そう感じたのは間違いではなかったようで、大学1年生の久坂さんと1個上のヨッシーとはすぐに打ち解けて、スタッフルームは笑い声で満たされる。
「ところでライブって好き? 俺バンド組んでるんだけど、良かったら見に来てよっ」
「お前の方がよっぽどナンパじゃねーか!」
「まあね」とアッサリ認めるヨッシーに笑っていると、久坂さんが「気にしなくていいから」と手を左右に振った。
「いやー。ちょっと諸事情で女の子の入り増やしたいんだよねー」
「ああ、例の?」
ふたりの会話を聞きながら、行ったことのないライブハウスを想像する。
……あ、ダメだな。
モモ、音楽には疎いみたいだし。デートした時にCDショップはサラッと見ただけだったからなぁ。

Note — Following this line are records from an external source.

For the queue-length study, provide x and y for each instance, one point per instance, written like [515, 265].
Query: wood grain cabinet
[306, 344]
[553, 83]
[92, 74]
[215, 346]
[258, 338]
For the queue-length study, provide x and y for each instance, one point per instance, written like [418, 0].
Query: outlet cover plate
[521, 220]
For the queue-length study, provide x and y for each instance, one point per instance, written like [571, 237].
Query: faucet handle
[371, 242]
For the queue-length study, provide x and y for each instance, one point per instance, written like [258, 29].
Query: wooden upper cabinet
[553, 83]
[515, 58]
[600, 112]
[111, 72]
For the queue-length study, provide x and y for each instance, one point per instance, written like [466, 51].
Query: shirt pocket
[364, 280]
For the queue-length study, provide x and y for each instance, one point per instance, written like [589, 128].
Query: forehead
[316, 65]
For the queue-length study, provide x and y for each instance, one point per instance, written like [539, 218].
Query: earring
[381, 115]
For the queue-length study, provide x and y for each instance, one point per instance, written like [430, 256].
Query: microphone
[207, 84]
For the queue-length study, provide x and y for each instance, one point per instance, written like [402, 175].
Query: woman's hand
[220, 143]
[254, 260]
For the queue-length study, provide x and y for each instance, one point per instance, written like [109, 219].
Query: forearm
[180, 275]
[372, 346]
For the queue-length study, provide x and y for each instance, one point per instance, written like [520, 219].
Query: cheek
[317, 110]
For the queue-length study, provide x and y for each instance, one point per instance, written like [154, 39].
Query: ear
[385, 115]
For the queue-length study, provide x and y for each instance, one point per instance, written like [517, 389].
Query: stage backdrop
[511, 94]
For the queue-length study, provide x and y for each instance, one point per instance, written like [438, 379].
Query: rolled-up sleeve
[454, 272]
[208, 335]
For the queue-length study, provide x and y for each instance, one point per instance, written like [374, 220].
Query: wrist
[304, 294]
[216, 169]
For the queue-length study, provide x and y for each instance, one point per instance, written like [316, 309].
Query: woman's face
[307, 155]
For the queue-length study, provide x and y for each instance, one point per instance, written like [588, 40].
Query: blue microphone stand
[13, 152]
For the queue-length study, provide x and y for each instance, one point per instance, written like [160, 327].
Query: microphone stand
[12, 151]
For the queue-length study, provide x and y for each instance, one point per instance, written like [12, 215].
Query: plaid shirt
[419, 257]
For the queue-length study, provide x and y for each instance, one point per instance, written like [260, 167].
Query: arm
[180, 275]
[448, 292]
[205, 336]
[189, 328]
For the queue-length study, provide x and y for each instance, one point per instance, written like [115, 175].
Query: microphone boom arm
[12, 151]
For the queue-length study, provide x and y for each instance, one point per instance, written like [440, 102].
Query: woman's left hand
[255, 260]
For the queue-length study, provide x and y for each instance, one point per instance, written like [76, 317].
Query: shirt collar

まあ機会があったら行ってみることにして。キッチンにホールと受け持つ場所は違うけれど、バイトは楽しくなりそうと思っているとヨッシーが「ところでさぁ」と話題を変えた。
「おふたりさんは彼氏いるのー?」
「いますよ」
ヨッシーの問いにすぐ返事をした葵に、あたしも同じように答える。
「ちょっと久坂さん今見た? 渉ちゃん超ーニヤけたよ」
「えっ!? ニヤけました!?」
焦って両頬を包むと、久坂さんは声を出して笑った。
「彼氏いるって言うだけでその顔……! ハハッ! いいな、相当好きなんだ?」
「う……まあ、ハイ」
恥ずかしいけど否定は出来ないというか……したところで葵に鼻で笑われるというか。